Looking back I realize disco was a feminized music that turned men into women, and whites to blacks. I hit middle school in the Reagan years, when men were supposed to be men, not sing “more than a woman” in falsetto. The constant bantering about heavily macho, and white, rock groups, written on every notebook cover, was an expression of boys’ deep uncertainty turned into an obligatory performance. My delight in writing “disco rules” on the bathroom walls (I knew as little disco as rock) was the delight of a kid poking a hill of stinging ants with a stick while safely out of reach – to enjoy their scurrying fury.

To them, of course, writing Van Halen on a wall was an act of rebellion against the adult world. But to me, this “rebellion” of theirs was already an incipient orthodoxy and hegemony, so my own writing was a rebellion against a rebellion. I could not believe the non-macho pop world of California when I got there at college and listened to my roommate Mark’s collection of Yaz and Erasure. Then again, he went to private school. Maybe things were different there.

My brother Scott once told me, excitedly, “Hey, I think I saw your writing on a bathroom wall in Wichita, Kansas! It said, ‘Bush lies, people die’! When I saw it I was like, Did Brian go through here?” I thought and told him it could not have been me, because my trip to Mexico last year took me through Kentucky, Arkansas, and Texas, not Kansas.

The rarest thing in toilet literature is poignancy. The truth is, bus stations and truck stop bathrooms are full of people who have no idea what the fuck they are doing, where they are going, or why. “Come all this way out too far Utah,” wrote one writer plaintively somewhere in the West, “And what for?” One can easily imagine that such a baring of the soul was quickly defaced with “loser!” or “go back to Hicksville!” in black marker. But by that time he was long gone, all the way to Utah, and staring at help wanted ads in the Salt Lake Tribune.

I should not overstate or romanticize the status of toilet graffiti as “subversive” or a “social unconscious.” Or if one considers it in this way, it is best to define the subconscious broadly as a realm of subversive longings – including explicit versions of dominant, free market norms of competitiveness and mutual elimination. Stalls are full of people cussing out, in writing, people they deem too weak. But who are these writers? Surely they are not the powers of our society. Surely they are not the stars, the editors, the upstanding.
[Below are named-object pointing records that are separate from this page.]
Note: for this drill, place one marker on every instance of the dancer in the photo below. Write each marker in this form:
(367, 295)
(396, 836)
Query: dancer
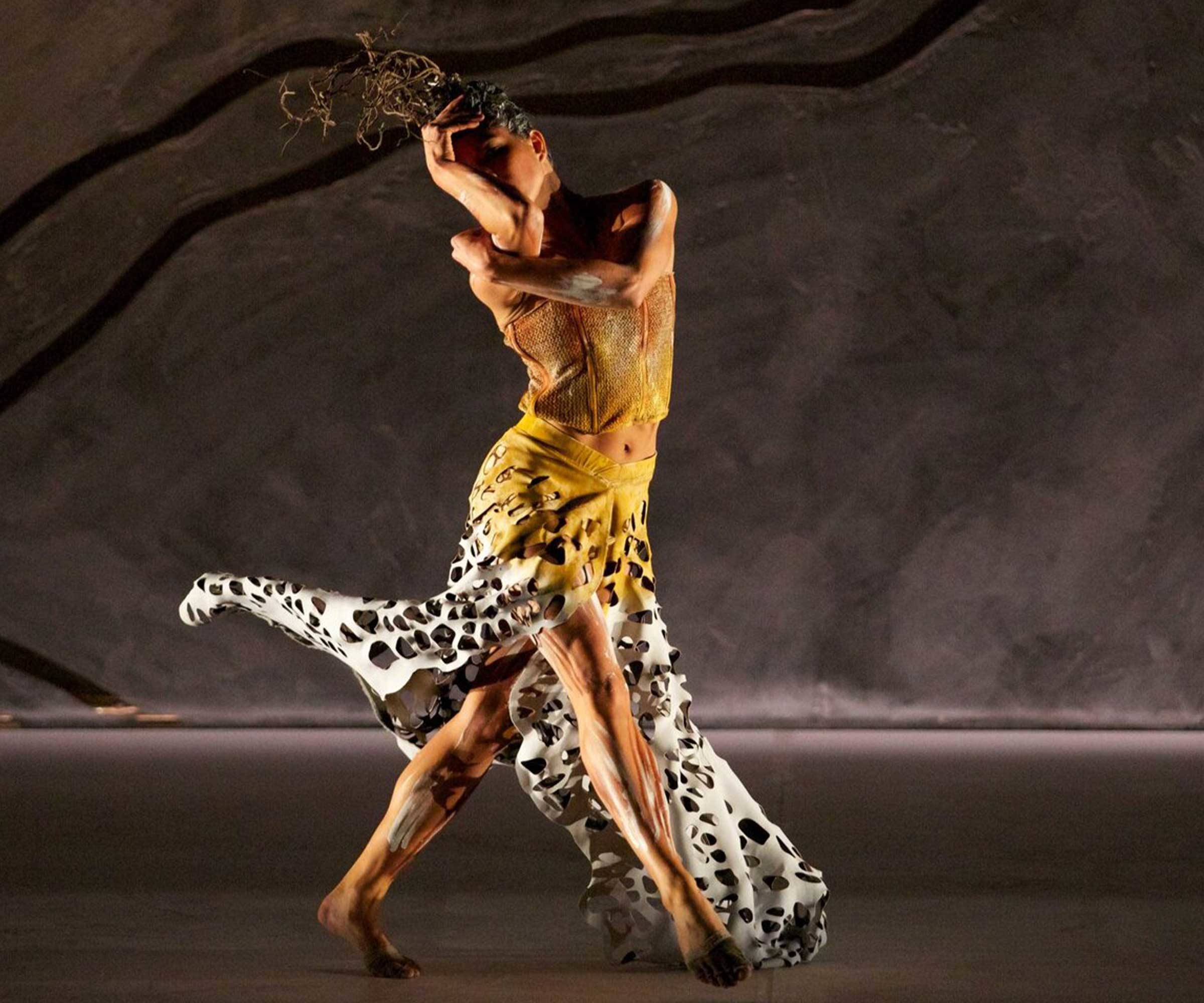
(547, 652)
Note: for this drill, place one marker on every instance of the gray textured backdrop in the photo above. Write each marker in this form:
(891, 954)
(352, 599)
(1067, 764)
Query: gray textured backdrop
(935, 446)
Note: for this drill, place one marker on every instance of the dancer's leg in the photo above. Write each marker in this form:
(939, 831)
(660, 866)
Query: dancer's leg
(431, 789)
(625, 776)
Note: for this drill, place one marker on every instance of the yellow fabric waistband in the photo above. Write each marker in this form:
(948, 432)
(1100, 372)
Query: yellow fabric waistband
(587, 457)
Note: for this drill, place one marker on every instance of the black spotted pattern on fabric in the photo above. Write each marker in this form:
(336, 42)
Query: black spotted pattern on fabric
(542, 538)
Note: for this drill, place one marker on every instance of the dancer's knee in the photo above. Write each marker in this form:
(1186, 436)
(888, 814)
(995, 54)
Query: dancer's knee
(483, 722)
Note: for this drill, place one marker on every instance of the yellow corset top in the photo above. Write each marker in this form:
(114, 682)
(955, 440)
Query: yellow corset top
(596, 369)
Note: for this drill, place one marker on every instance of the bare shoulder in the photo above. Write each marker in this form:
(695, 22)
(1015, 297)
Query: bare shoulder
(504, 301)
(623, 214)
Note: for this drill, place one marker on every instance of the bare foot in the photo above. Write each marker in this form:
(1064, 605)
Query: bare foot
(708, 949)
(719, 961)
(348, 917)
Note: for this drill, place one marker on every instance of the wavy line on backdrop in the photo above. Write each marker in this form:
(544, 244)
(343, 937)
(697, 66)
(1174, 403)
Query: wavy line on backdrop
(353, 158)
(322, 52)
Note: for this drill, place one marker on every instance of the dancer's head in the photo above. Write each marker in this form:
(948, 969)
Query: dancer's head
(505, 145)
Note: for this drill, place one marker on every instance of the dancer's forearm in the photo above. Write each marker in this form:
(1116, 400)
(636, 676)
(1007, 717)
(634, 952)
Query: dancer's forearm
(582, 281)
(497, 210)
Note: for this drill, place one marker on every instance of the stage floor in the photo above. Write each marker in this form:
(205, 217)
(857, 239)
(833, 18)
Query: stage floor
(188, 865)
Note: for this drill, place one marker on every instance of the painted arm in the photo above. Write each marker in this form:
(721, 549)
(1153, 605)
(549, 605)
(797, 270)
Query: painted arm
(499, 209)
(594, 281)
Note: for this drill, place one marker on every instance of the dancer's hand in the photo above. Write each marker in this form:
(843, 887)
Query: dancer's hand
(475, 250)
(437, 133)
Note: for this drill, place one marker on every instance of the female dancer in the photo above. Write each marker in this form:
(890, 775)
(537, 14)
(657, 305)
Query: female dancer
(547, 653)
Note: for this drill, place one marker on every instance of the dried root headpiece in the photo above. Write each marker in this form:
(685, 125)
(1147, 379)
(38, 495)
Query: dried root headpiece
(400, 85)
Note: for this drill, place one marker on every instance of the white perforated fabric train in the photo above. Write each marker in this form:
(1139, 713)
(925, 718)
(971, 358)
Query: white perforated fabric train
(553, 524)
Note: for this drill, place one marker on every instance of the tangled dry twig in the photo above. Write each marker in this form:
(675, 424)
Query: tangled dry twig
(399, 85)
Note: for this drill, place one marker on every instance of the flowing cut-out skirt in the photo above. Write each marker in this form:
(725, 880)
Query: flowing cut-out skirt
(552, 524)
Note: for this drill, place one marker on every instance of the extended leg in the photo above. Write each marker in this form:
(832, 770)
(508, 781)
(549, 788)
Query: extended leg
(431, 789)
(624, 772)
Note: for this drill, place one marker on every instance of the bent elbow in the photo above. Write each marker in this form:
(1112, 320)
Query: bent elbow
(631, 293)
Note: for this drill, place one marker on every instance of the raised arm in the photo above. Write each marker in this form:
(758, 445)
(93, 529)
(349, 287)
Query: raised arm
(594, 281)
(498, 208)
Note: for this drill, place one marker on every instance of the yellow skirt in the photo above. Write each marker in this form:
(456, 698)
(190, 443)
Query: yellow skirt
(553, 524)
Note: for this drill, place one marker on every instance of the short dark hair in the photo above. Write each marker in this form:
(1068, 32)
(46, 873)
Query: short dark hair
(486, 97)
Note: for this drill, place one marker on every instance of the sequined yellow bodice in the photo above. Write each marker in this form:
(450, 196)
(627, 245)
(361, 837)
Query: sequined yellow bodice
(597, 369)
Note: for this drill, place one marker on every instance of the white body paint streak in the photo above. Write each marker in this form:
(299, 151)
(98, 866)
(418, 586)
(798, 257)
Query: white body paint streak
(663, 203)
(416, 808)
(627, 818)
(585, 287)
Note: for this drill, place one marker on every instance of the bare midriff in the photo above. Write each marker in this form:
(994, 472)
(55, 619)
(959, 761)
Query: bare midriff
(624, 446)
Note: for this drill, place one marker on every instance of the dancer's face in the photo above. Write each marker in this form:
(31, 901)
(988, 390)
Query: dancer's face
(521, 161)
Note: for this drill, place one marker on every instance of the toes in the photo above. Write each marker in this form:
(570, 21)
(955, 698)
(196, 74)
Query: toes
(384, 967)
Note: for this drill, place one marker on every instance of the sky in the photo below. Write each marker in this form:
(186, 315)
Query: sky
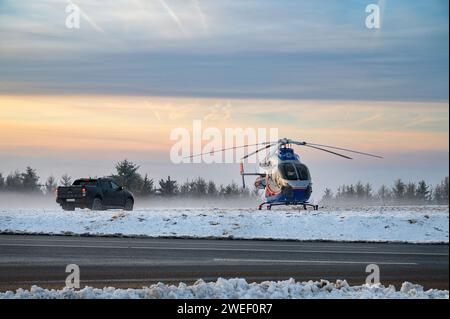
(78, 100)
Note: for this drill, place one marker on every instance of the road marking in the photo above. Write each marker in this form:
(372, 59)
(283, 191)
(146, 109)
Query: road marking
(311, 262)
(233, 249)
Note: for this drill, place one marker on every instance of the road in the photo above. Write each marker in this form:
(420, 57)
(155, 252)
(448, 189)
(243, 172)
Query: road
(136, 262)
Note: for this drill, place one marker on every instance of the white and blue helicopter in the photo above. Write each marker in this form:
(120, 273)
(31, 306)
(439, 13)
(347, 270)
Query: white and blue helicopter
(285, 180)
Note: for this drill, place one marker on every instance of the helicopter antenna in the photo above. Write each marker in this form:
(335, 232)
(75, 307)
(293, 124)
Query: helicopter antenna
(322, 149)
(259, 150)
(344, 149)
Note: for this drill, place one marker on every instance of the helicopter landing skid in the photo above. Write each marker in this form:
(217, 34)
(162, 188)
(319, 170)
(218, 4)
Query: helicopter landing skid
(305, 205)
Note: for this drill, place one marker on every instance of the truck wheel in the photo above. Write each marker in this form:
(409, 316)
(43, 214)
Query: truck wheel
(97, 204)
(68, 207)
(129, 204)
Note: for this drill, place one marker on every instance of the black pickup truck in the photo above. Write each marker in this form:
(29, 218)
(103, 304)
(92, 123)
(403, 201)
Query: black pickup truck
(95, 194)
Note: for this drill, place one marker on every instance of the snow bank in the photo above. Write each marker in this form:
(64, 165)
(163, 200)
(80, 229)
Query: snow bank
(238, 288)
(417, 224)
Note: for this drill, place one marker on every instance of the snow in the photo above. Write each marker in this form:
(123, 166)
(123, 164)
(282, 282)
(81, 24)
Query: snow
(238, 288)
(416, 224)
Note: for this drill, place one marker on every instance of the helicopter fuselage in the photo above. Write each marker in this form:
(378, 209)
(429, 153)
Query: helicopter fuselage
(287, 181)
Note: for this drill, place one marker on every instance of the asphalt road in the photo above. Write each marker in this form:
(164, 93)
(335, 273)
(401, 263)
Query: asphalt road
(136, 262)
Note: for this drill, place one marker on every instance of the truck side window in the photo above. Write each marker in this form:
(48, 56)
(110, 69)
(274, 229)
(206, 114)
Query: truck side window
(105, 185)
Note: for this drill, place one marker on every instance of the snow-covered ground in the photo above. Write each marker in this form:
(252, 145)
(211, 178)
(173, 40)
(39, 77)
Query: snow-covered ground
(418, 224)
(238, 288)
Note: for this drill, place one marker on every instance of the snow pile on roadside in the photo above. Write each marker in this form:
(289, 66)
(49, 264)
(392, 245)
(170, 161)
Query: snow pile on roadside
(238, 289)
(416, 224)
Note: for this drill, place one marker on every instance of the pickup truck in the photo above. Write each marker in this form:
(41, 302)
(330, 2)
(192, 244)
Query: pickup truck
(95, 194)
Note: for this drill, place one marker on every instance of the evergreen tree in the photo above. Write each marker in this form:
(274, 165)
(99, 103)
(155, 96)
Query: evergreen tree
(50, 185)
(147, 188)
(422, 192)
(2, 182)
(66, 180)
(359, 190)
(410, 192)
(399, 190)
(127, 176)
(30, 180)
(14, 182)
(327, 196)
(211, 189)
(168, 187)
(384, 194)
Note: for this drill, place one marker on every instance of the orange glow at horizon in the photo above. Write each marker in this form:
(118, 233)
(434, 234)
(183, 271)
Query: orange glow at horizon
(64, 124)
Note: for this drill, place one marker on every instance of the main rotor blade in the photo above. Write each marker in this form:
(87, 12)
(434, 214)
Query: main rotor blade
(322, 149)
(343, 149)
(229, 148)
(259, 150)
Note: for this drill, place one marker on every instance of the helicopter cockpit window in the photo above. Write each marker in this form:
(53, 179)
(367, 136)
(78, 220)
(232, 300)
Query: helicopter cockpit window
(288, 171)
(303, 172)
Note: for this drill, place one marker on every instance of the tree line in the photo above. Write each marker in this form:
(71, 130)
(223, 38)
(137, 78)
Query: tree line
(399, 193)
(126, 174)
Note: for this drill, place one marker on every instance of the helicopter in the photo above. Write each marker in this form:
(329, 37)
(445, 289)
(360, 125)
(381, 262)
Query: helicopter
(285, 180)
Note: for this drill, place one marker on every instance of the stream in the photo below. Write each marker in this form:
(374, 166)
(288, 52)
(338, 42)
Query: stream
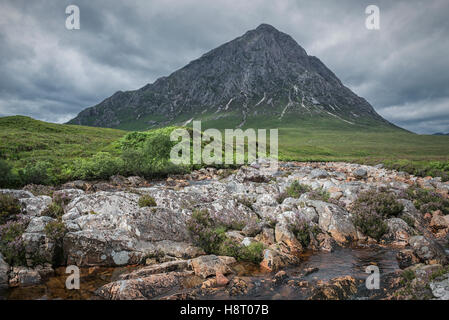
(341, 262)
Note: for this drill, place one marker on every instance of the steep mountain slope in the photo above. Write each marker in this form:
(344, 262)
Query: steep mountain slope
(263, 74)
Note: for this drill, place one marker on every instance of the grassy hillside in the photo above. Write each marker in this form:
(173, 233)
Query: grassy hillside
(23, 139)
(40, 152)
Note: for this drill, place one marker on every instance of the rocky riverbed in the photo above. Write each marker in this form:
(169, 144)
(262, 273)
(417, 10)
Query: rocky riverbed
(127, 250)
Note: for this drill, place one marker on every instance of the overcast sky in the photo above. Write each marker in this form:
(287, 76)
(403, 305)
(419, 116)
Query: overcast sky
(51, 73)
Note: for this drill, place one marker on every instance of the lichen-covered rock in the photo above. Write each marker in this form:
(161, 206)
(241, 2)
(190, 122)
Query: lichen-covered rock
(360, 173)
(142, 288)
(34, 206)
(250, 174)
(319, 174)
(101, 247)
(398, 231)
(4, 271)
(406, 258)
(285, 238)
(334, 220)
(440, 287)
(176, 265)
(39, 248)
(17, 194)
(273, 260)
(428, 250)
(23, 276)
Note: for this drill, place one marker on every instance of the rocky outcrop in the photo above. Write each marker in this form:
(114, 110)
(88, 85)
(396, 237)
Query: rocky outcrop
(4, 272)
(428, 250)
(335, 220)
(206, 266)
(109, 228)
(149, 287)
(440, 287)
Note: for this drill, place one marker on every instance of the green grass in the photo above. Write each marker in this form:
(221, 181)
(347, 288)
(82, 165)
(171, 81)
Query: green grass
(25, 141)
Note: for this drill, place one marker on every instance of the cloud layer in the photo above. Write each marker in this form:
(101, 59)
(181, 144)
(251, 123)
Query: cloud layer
(51, 73)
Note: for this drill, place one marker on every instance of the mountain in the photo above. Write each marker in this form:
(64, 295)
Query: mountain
(263, 76)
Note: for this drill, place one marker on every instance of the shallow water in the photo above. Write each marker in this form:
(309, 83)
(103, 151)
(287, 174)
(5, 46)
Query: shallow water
(342, 262)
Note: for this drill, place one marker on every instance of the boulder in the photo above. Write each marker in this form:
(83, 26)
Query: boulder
(427, 250)
(284, 237)
(177, 265)
(406, 258)
(18, 194)
(273, 260)
(318, 174)
(250, 174)
(266, 236)
(101, 248)
(38, 246)
(334, 220)
(440, 287)
(439, 221)
(398, 231)
(360, 173)
(4, 271)
(34, 206)
(143, 288)
(23, 276)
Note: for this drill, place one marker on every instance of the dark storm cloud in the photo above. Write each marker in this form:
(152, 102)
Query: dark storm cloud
(51, 73)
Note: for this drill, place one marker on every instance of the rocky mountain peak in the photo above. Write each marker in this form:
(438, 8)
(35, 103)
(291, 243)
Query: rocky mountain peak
(263, 73)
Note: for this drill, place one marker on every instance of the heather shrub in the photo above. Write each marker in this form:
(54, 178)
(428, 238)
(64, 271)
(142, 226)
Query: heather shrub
(247, 202)
(281, 197)
(302, 230)
(147, 201)
(370, 223)
(37, 173)
(7, 177)
(371, 209)
(54, 210)
(211, 237)
(427, 201)
(319, 194)
(101, 166)
(11, 243)
(296, 189)
(252, 253)
(204, 232)
(9, 208)
(382, 202)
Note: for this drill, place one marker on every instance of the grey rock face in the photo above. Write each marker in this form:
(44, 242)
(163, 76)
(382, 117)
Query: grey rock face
(4, 271)
(18, 194)
(142, 288)
(264, 73)
(205, 266)
(34, 206)
(334, 220)
(427, 249)
(360, 173)
(319, 173)
(440, 287)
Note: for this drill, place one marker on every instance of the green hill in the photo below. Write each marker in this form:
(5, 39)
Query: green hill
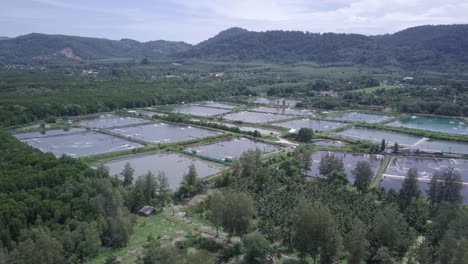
(425, 47)
(42, 46)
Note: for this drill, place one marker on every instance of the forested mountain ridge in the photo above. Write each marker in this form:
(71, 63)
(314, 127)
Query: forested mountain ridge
(429, 46)
(441, 47)
(42, 46)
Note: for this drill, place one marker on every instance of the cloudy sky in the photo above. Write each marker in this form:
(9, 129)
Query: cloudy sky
(196, 20)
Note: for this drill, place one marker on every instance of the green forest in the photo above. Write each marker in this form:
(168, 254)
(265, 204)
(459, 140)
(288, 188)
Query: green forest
(258, 207)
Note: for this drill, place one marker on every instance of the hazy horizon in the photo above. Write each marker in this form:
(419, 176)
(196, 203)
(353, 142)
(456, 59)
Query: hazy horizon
(193, 22)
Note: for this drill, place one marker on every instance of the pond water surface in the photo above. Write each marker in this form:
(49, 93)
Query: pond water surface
(109, 120)
(377, 135)
(232, 149)
(438, 124)
(329, 143)
(349, 160)
(426, 167)
(283, 111)
(443, 146)
(395, 185)
(216, 104)
(277, 101)
(360, 117)
(165, 132)
(81, 144)
(47, 133)
(254, 117)
(317, 125)
(196, 110)
(173, 165)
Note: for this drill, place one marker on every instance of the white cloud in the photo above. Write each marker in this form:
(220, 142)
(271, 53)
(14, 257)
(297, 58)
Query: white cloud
(197, 20)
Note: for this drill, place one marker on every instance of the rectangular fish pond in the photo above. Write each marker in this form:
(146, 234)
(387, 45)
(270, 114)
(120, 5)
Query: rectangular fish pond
(359, 117)
(80, 144)
(48, 133)
(377, 135)
(165, 132)
(215, 104)
(349, 161)
(316, 125)
(438, 124)
(108, 121)
(277, 101)
(329, 143)
(173, 165)
(445, 146)
(254, 117)
(233, 148)
(263, 131)
(426, 167)
(283, 111)
(189, 109)
(396, 184)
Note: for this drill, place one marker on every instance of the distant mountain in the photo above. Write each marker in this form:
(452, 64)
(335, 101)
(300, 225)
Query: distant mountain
(442, 47)
(424, 46)
(42, 46)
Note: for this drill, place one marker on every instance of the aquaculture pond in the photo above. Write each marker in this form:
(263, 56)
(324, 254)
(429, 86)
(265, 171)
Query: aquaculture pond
(80, 144)
(254, 117)
(148, 113)
(216, 104)
(377, 135)
(48, 133)
(329, 143)
(263, 131)
(426, 167)
(173, 165)
(349, 160)
(396, 184)
(277, 101)
(443, 146)
(317, 125)
(359, 117)
(165, 132)
(438, 124)
(108, 121)
(283, 111)
(233, 148)
(196, 110)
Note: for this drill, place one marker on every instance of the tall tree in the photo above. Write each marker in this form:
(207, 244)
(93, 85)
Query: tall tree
(391, 230)
(356, 242)
(237, 213)
(127, 174)
(383, 145)
(163, 189)
(410, 188)
(330, 163)
(362, 176)
(102, 171)
(446, 186)
(217, 206)
(190, 184)
(256, 248)
(314, 232)
(304, 134)
(396, 147)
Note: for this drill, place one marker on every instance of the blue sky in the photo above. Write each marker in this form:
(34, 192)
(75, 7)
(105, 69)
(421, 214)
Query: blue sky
(196, 20)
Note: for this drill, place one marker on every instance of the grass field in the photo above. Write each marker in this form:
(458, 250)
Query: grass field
(373, 89)
(163, 225)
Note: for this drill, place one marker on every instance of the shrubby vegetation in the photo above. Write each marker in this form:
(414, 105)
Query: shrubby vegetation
(56, 210)
(332, 221)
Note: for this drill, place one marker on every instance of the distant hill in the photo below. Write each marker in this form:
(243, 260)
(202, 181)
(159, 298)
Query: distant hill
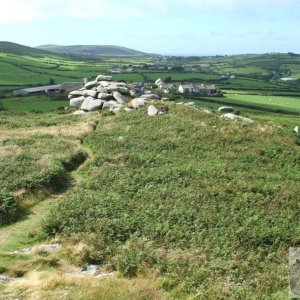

For such powerful figures have the luxury to live moral lives. Their status guaranteed by power, they can strike the pose of goodness in total safety. Just like our dreams, stalls are full not just of longings for an overturning of the system but for a chance to rule the system and stick one’s spurs into those below. Dominance and subversion roll about, like a man and a python locked together, in struggle, roiling the waters of a river – the river of social unconscious.